Machine learning in trading: theory, models, practice and algo-trading - page 3179

 

I asked boost developers what to do with multicollinearity and feature selection (preprocessing).

I got an unambiguous answer: dude, just forget it :)

 
Maxim Dmitrievsky #:

and why would I ask if the conversion from flots to ints is needed mainly for acceleration on very large data

The bonus can be a small calibration of the model for better or worse, as luck would have it.
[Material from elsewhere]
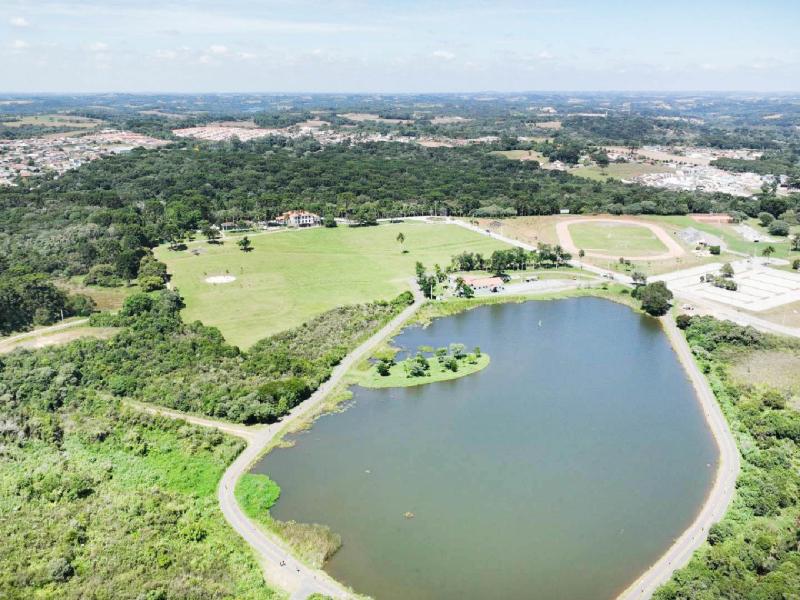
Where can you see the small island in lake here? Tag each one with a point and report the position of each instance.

they will just give you the same answer, so you're probably afraid to ask because it will devalue all your years of hard work :)

How can my labours be devalued by answering a question if I judge them by the result?

Yes, the result is not super in terms of metrics growth, but it is there, including in other manifestations.

For example, there are samples where without preprocessing using my method I could not get a profitable model on new data at all.

 
Maxim Dmitrievsky #:

I asked the boost developers what to do about multicollinearity and feature selection (preprocessing).

To which I got an unambiguous answer: dude, just forget it :)

And if there are a billion traits, should we just forget about it? Or should we still select the ones that are not correlated?
 
mytarmailS #:
And if there are a billion traits, do we just forget about it? Or do we still have to select the ones that aren't correlated?
At will.
 
Maxim Dmitrievsky #:
At will
Rather by necessity, must be filtered, no option
 
Maxim Dmitrievsky #:

I asked the boost developers what to do about multicollinearity and feature selection (preprocessing).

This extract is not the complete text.